A group of planning researchers are going to be setting up shop in Revelstoke to look at the way planning choices can impact climate change.
“We’re trying to figure out how we can improve the way climate change issues are considered as people make choices about how they plan the community for the future,” said Ronald Kellett, who is heading up the study. “How do you engage a community in an informed conversation about their future relative to climate change?”
Kellett, a professor with the School of Architecture and Landscape Architecture at the University of British Columbia, will be working on the project along with his colleague Cynthia Girling and Maged Senbel and Mark Stevens from the School of Community and Regional Planning. Together – with the help of some graduate students – they are looking to develop an outreach program that can be transferred to other communities
Revelstoke was chosen as the initial partner because of the extensive, sophisticated planning processes taking place in the city, Kellett said.
“It’s actually way out front of cities its size in the province,” he said. “Probably the most important point from a climate change perspective are the district energy initiatives that are going on in Revelstoke. They are extremely important to a lower carbon future.”

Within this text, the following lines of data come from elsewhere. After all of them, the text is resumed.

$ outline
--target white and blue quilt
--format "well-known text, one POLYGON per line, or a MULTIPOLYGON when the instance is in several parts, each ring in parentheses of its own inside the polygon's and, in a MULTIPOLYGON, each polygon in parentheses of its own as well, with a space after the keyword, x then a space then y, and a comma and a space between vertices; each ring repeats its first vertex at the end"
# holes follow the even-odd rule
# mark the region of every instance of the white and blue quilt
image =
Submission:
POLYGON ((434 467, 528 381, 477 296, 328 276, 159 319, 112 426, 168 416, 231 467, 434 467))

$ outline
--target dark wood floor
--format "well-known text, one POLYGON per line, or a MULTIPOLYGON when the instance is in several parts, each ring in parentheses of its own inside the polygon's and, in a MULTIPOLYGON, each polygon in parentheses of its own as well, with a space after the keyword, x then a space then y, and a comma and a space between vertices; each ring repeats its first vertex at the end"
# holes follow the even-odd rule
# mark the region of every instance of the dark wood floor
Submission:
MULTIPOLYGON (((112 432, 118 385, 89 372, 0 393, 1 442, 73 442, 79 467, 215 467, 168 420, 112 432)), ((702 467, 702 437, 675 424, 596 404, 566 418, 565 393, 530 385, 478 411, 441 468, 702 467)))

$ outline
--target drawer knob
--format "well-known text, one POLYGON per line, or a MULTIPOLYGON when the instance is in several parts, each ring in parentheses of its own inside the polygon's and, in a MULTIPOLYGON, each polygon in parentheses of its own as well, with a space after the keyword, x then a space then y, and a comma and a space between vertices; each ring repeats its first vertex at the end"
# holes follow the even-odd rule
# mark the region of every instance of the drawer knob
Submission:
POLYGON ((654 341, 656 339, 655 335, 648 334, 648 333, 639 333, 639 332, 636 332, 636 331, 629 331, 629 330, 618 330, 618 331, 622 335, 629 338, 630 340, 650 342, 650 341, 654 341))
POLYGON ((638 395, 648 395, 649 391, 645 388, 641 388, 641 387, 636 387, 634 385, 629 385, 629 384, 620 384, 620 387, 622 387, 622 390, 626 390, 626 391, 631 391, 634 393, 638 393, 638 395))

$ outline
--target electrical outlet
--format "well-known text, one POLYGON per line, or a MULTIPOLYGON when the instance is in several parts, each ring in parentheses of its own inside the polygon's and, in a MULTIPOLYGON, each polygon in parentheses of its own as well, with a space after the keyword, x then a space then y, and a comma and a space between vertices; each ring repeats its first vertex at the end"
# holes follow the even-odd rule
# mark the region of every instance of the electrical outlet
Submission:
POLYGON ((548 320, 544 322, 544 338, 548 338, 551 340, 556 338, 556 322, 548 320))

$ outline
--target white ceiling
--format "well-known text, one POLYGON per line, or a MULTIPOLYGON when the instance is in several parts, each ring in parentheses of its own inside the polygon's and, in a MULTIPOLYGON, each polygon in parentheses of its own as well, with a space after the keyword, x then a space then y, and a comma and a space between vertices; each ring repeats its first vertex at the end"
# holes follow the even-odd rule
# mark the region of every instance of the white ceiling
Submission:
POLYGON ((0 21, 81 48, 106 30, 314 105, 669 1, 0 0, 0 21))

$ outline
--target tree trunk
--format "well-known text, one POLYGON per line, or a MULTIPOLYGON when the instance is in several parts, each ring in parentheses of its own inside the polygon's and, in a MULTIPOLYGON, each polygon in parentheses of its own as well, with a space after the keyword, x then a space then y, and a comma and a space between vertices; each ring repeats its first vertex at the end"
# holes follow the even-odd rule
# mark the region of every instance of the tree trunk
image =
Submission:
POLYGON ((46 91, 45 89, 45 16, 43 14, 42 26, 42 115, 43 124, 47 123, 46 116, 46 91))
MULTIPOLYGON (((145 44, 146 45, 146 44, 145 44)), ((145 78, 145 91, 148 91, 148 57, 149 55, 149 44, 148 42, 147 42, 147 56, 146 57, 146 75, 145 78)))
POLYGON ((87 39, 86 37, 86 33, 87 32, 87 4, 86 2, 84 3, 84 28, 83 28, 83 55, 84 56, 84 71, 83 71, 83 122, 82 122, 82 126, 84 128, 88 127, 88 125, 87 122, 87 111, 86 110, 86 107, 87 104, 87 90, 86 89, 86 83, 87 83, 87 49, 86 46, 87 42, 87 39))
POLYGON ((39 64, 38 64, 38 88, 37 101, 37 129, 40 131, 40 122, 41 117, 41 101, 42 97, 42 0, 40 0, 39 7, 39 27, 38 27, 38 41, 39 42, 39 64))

The project will also allow the city to take advantage of the university’s modelling software, that will allow them to create a model of a city and show how new developments fit in to the existing landscape.
“It allows people to get a good flavour of what the street character of development can look like,” said John Guenther, the city’s director of planning.
Said Kellett: “If we’re successful in this we’ll be able to show people pictures of what it’s going to look like and get some kind of measurement of how many people, how many jobs and what carbon implications are there.”
The Revelstoke Community Energy Corporation is also seen as a major bonus. The modeling software can help determine if it makes sense to extend the community energy system to a new development.
How exactly the project will be conducted is still being figured out. The city is proposing a design centre where people can come in and look at the models available and meet with the planners.
Kellett added that they should not be confused for the consultants that helped develop the city’s planning documents – the transportation plan, the community energy and emissions plan, the parks and recreation plan and the unified development bylaw. He said their role will to be to react to what people tell them, rather than be pro-active.
“I think what we’d be more interesting in doing is giving the city measurements for what it thinks its future is as opposed to telling them what the future should be.”